Whenever I‘m Out & About, I rarely start out with any sort of plan. There might be a vague idea of a route, but more often than not, I just make it up as I go along. Some might call that reckless, others might deem it inconsiderate or just plain annoying, but I like to think of myself as simply adaptable. It is the way I have always been, and I have no intention of changing. Old dogs and new tricks and all that.
Thus it was that this morning I found myself on a path I had never trodden before, passing a farm of which I had not the slightest knowledge. I could not have named it if asked. Today’s photograph, then, is of Hasty Bank—its less flattering side, some might say—seen from a vantage point near Broadfield Farm in Bilsdale.

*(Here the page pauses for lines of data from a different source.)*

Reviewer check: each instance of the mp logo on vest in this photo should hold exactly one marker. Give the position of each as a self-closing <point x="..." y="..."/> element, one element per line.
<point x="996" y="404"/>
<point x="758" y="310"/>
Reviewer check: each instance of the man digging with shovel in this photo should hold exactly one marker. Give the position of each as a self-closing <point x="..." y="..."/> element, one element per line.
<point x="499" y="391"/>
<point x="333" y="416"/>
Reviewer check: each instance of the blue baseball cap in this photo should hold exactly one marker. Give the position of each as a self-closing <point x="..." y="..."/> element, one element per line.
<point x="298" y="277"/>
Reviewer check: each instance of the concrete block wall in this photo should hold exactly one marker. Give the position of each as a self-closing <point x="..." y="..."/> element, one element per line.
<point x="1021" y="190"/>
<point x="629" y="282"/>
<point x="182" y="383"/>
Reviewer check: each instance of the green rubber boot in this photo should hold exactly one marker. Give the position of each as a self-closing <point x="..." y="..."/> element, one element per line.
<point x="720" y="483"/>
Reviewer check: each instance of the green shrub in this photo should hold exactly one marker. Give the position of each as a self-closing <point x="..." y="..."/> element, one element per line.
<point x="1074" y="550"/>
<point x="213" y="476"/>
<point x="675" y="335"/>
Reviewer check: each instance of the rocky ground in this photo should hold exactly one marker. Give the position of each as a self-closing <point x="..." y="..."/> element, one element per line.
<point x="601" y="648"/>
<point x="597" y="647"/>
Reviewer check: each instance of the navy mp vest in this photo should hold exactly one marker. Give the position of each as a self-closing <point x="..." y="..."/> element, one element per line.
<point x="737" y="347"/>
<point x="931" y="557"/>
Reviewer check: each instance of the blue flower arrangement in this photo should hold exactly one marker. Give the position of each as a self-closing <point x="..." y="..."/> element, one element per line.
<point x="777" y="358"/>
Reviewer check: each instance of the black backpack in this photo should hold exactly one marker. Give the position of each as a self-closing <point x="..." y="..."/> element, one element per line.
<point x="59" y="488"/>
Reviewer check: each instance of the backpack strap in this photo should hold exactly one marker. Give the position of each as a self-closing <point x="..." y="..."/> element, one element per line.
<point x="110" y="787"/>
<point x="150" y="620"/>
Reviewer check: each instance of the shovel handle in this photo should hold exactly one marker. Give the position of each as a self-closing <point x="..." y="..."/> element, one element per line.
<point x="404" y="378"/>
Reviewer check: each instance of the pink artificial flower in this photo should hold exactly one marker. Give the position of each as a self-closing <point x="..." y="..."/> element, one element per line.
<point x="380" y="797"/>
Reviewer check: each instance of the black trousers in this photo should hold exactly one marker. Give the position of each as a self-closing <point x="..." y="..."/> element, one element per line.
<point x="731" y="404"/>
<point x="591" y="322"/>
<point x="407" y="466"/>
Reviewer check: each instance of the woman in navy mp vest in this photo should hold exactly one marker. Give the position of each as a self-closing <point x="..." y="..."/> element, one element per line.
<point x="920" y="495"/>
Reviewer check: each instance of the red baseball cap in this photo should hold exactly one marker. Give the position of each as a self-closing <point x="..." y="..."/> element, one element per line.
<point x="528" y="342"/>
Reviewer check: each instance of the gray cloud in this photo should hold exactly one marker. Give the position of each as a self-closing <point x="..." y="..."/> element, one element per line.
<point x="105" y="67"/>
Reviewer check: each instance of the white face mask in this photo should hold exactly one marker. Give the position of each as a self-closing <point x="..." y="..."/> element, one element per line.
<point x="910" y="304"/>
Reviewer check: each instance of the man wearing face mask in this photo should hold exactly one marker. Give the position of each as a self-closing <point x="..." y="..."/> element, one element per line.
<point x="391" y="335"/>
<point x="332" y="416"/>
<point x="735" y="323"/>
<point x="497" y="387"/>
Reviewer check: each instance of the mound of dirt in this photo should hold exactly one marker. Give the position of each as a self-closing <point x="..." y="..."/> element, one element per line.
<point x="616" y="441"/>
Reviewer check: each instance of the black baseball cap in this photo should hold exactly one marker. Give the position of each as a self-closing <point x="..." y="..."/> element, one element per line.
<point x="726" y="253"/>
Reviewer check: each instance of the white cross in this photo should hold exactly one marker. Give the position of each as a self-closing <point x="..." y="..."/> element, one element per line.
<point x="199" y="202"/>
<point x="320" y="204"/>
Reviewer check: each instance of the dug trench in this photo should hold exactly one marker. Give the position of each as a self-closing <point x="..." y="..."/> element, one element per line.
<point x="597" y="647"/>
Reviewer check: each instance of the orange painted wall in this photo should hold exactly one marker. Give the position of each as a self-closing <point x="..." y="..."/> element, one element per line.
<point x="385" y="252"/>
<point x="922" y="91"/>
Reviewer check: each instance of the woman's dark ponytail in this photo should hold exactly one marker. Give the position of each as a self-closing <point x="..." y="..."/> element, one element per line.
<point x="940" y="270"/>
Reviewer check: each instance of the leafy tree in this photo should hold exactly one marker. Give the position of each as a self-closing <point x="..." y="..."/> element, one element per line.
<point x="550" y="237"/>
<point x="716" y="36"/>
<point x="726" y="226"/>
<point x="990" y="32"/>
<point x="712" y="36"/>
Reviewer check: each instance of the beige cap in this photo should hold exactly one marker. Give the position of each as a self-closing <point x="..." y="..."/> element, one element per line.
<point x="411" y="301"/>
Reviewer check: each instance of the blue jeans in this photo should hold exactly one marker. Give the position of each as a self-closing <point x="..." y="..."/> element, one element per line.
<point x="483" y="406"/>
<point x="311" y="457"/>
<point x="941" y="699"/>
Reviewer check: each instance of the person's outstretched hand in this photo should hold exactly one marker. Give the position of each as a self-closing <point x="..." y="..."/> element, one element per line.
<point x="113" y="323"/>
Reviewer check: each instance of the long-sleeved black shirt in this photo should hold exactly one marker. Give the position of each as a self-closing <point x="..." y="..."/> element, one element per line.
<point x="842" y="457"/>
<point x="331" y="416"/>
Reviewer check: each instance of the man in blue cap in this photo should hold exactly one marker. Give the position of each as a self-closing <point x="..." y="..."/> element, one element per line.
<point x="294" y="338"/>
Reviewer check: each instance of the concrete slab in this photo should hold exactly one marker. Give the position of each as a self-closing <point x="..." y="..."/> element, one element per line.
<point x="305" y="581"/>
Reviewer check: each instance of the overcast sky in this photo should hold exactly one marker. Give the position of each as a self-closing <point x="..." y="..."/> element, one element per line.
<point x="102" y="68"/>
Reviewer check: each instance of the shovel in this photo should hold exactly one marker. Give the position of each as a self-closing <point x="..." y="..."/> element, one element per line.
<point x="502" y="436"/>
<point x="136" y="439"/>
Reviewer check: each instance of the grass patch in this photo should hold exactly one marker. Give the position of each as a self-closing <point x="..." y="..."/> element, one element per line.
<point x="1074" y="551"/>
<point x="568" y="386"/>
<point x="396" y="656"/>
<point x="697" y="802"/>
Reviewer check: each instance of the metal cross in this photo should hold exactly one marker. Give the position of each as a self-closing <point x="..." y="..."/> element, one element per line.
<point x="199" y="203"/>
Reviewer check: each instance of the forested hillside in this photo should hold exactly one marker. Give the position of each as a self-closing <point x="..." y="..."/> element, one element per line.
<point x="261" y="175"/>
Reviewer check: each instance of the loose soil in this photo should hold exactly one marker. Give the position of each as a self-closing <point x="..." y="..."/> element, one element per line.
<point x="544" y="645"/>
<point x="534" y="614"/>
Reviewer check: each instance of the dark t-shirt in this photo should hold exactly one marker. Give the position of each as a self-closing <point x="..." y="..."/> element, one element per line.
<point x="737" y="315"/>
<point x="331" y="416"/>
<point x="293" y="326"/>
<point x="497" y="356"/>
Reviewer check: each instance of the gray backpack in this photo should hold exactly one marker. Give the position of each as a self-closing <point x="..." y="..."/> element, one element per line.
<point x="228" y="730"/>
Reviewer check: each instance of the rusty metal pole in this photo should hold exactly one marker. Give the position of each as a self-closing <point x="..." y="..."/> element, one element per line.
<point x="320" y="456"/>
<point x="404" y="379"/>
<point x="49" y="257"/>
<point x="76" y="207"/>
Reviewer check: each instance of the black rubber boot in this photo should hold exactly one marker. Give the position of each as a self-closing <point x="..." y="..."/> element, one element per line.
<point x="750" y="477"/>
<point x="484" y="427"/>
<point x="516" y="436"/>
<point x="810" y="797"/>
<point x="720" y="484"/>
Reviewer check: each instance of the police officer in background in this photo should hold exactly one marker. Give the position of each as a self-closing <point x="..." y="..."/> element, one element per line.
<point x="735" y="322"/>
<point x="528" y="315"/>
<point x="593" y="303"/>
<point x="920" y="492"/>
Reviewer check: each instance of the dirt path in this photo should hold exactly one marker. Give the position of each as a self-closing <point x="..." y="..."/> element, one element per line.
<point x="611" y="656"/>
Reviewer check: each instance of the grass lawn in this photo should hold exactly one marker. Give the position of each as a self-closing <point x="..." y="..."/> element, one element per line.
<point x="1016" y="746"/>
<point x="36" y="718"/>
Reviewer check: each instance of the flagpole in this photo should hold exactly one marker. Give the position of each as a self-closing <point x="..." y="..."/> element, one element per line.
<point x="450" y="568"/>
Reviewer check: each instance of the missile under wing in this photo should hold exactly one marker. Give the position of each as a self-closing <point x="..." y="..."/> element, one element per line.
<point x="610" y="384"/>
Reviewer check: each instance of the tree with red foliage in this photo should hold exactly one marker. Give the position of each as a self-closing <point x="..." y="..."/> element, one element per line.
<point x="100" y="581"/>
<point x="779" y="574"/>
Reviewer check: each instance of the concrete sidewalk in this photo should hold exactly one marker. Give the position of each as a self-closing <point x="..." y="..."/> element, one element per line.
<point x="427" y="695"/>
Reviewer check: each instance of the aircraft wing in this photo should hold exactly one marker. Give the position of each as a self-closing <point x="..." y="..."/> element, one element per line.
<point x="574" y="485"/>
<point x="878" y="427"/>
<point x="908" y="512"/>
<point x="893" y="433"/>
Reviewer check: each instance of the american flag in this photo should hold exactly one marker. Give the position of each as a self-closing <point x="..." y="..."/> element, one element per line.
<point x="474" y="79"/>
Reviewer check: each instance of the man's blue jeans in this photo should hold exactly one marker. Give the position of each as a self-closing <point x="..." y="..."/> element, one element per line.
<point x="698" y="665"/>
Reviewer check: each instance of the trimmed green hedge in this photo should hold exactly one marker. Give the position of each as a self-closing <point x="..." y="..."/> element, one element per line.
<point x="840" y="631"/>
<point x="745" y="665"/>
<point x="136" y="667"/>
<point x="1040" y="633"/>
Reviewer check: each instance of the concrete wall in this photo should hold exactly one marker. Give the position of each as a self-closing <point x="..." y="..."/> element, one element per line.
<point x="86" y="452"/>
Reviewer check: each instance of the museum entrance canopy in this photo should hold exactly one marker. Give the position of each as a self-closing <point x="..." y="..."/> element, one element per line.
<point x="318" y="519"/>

In the foreground, there is an old gatepost, a relic of a rural past often overlooked. These sturdy sentinels were once the anchors of fences, designed to bear the weight of heavy gates and remain standing for decades, if not longer, unless felled by the demands of modern farm machinery or repurposed as some quaint ornament in a suburban garden. In days when labour was cheap and materials were local, stone was often the post of choice. These gateposts, sunk deep into the ground, were built to endure.
The gatepost in today’s photograph bears a not uncommon arrangement: ‘L’-shaped notches that once held horizontal rails, just about discernible on its shady side. Its twin, long since gone, no doubt had circular holes for the rails‘ other ends. This hinge-less system was once quite clever, though I have heard tell that cattle, in their boundless ingenuity, learned how to nudge and lift the rails with their snouts, thus defeating its purpose.
More often, on the North York Moors, one encounters stone gateposts with holes drilled through them to carry hinges for a swinging gate. The post in the photo also features this very mechanism. Such a design allows a gate or hurdle to be swung open with ease, sparing the need to lift its weight. In this instance, the hole goes clean through the post, a wooden pole would have been driven through to protrude some 300mm or so. This pole would have been drilled with holes, through which a withy—a flexible branch—would have been bent and passed, forming a loop that served as the ‘knuckle’ of a rudimentary hinge.
Who could have imagined that a simple hole would reveal so much to us!